Interestingly Southgate himself embraced that concept. In a week pre-occupied with combatting the threat posed by Kylian Mbappe, not allowing Antoine Griezmann to “have the run of the park”, as Southgate put it, and whether England will revert to a three-man defence (for the record the manager re-stated his philosophical preference for 4-3-3 but also the need to be pragmatic) he eschewed tactics. Instead he cut to the chase.

France's forward #09 Olivier Giroud (R) celebrates scoring his team's first goal with France's forward #10 Kylian Mbappe during the Qatar 2022 World Cup round of 16 football match between France and Poland at the Al-Thumama Stadium in Doha on December 4, 2022 - KIRILL KUDRYAVTSEV/AFP via Getty Images
France's forward #09 Olivier Giroud (R) celebrates scoring his team's first goal with France's forward #10 Kylian Mbappe during the Qatar 2022 World Cup round of 16 football match between France and Poland at the Al-Thumama Stadium in Doha on December 4, 2022 - KIRILL KUDRYAVTSEV/AFP via Getty Images

The greatest factor, Southgate feels, will be “mentality” and the need to embrace and create history and cope with the occasion.

“The biggest thing for me in the game is going to be our mentality,” Southgate explained. “We’ll of course be tactically prepared. But on these nights you’ve got to have men that stand up and take on the challenge. That’s the bit that we’ve got to prove to people.”

In 2018, in Russia, despite leading in the semi-final against Croatia before eventually losing after extra-time, Southgate did not feel England were in that space. He was just nursing them back to health. Everything else felt like a bonus. “If you’d asked me four years ago were we quite ready, I’m not sure,” Southgate admitted. “Now I feel differently about that, and that’s because we’ve got evidence over a long period of results. Historically we have always talked well, but the evidence wasn’t there. Now we’ve got more evidence and we’ve got to go and nail this type of game now.”

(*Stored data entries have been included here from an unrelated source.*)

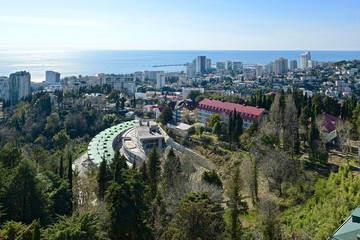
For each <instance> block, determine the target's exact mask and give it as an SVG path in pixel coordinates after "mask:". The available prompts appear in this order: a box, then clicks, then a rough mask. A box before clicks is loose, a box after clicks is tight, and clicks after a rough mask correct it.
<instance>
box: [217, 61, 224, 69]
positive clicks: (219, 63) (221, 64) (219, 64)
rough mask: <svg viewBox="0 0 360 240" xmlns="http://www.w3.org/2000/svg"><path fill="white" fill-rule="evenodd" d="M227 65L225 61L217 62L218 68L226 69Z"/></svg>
mask: <svg viewBox="0 0 360 240" xmlns="http://www.w3.org/2000/svg"><path fill="white" fill-rule="evenodd" d="M225 66H226V64H225V62H217V63H216V69H217V70H225Z"/></svg>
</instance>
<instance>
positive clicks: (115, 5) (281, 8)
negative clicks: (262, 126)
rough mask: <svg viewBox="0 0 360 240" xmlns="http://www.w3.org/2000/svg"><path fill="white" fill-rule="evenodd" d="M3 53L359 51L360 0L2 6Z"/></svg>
mask: <svg viewBox="0 0 360 240" xmlns="http://www.w3.org/2000/svg"><path fill="white" fill-rule="evenodd" d="M0 11H1V13H0V49H9V48H11V49H22V50H23V49H124V50H137V49H139V50H143V49H149V50H156V49H159V50H162V49H164V50H169V49H173V50H196V49H198V50H253V49H254V50H261V49H274V50H298V49H309V50H360V0H247V1H245V0H177V1H176V0H22V1H20V0H0Z"/></svg>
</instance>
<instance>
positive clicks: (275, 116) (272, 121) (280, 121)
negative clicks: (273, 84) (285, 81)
mask: <svg viewBox="0 0 360 240" xmlns="http://www.w3.org/2000/svg"><path fill="white" fill-rule="evenodd" d="M280 98H281V96H280V95H278V94H277V95H276V96H275V99H274V102H273V103H272V104H271V107H270V111H269V117H270V121H271V123H272V124H273V125H274V127H273V129H274V133H275V136H276V143H277V145H278V144H279V143H280V129H282V123H283V110H282V108H281V105H280Z"/></svg>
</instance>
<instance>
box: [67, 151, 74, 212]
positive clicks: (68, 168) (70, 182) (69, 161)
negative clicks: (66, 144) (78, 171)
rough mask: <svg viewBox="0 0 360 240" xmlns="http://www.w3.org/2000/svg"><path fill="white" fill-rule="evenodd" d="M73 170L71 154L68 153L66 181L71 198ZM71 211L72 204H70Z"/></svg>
mask: <svg viewBox="0 0 360 240" xmlns="http://www.w3.org/2000/svg"><path fill="white" fill-rule="evenodd" d="M72 181H73V172H72V154H71V153H69V162H68V182H69V189H70V192H71V199H72V198H73V194H72V191H73V182H72ZM71 212H72V206H71Z"/></svg>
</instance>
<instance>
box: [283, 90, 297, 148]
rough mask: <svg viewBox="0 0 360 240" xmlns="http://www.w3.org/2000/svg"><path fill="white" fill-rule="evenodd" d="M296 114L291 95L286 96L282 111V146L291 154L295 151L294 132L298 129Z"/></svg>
mask: <svg viewBox="0 0 360 240" xmlns="http://www.w3.org/2000/svg"><path fill="white" fill-rule="evenodd" d="M297 113H298V111H297V109H296V105H295V102H294V99H293V97H292V95H287V97H286V105H285V110H284V125H283V139H284V141H283V146H284V149H285V150H286V151H289V152H291V154H294V151H295V142H296V131H297V129H298V120H297Z"/></svg>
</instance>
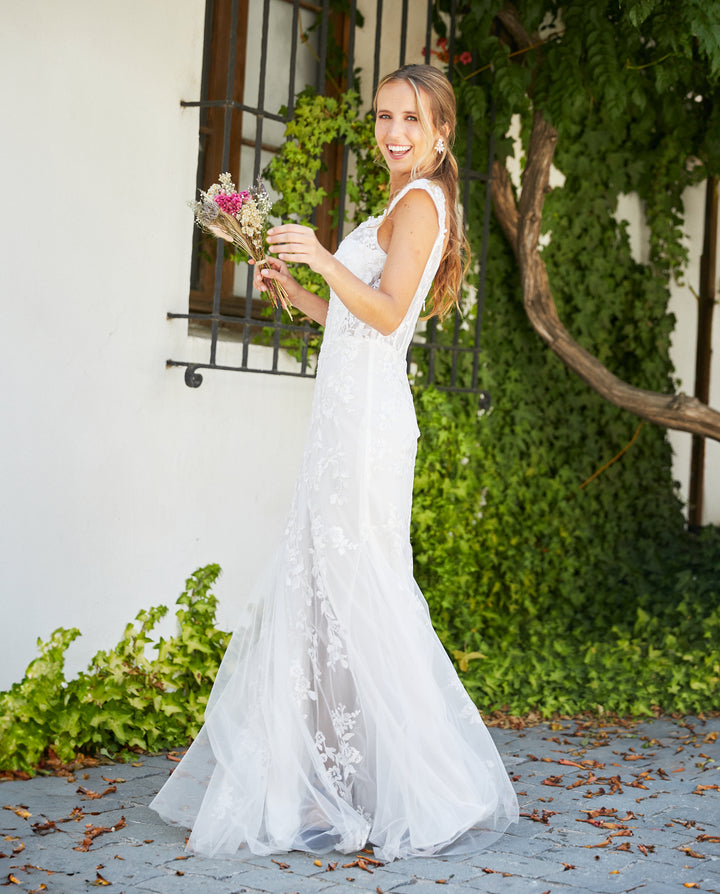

Teams grow and develop and winning tournament football is all about building to that moment. France reached the quarter-finals of the 2014 World Cup, losing to the eventual winners Germany, before going to the final of their home Euros in 2016, losing to Portugal and, then, finally winning the World Cup in 2018. England have a semi-final in 2018, a final in effectively a home Euros in 2021 now another quarter-final, and hopefully, more. There are therefore clear similarities and Southgate is aware of that. Germany also went close before winning in 2014 as did Spain in 2010 (and 2008). Can it now be England’s time? It is a tantalising theory but theories are just theories until they are proven.

So what will be Southgate’s final message to the players before facing France having told them before a ball was kicked what they could achieve and, also, further back, when the World Cup qualifying campaign started, that losing the final of the Euros cannot be the “pinnacle”? That England “are not done yet”?

“We remind them of the hurdles they have overcome as a group to get to this point; remind them of the qualities they have shown over a period of time and certainly the recent evidence for them in the games they have played,” Southgate explained.

“We have got individual players with big-match experience and, to be honest, I have no fear about the young ones because I think they are just going go and play. In big games, in the end, big players step up and they can be decisive… I think we have got to step up mentally. That is the biggest aspect for me that we are trying to hit this week.” If they can do that then history – and greatness - awaits.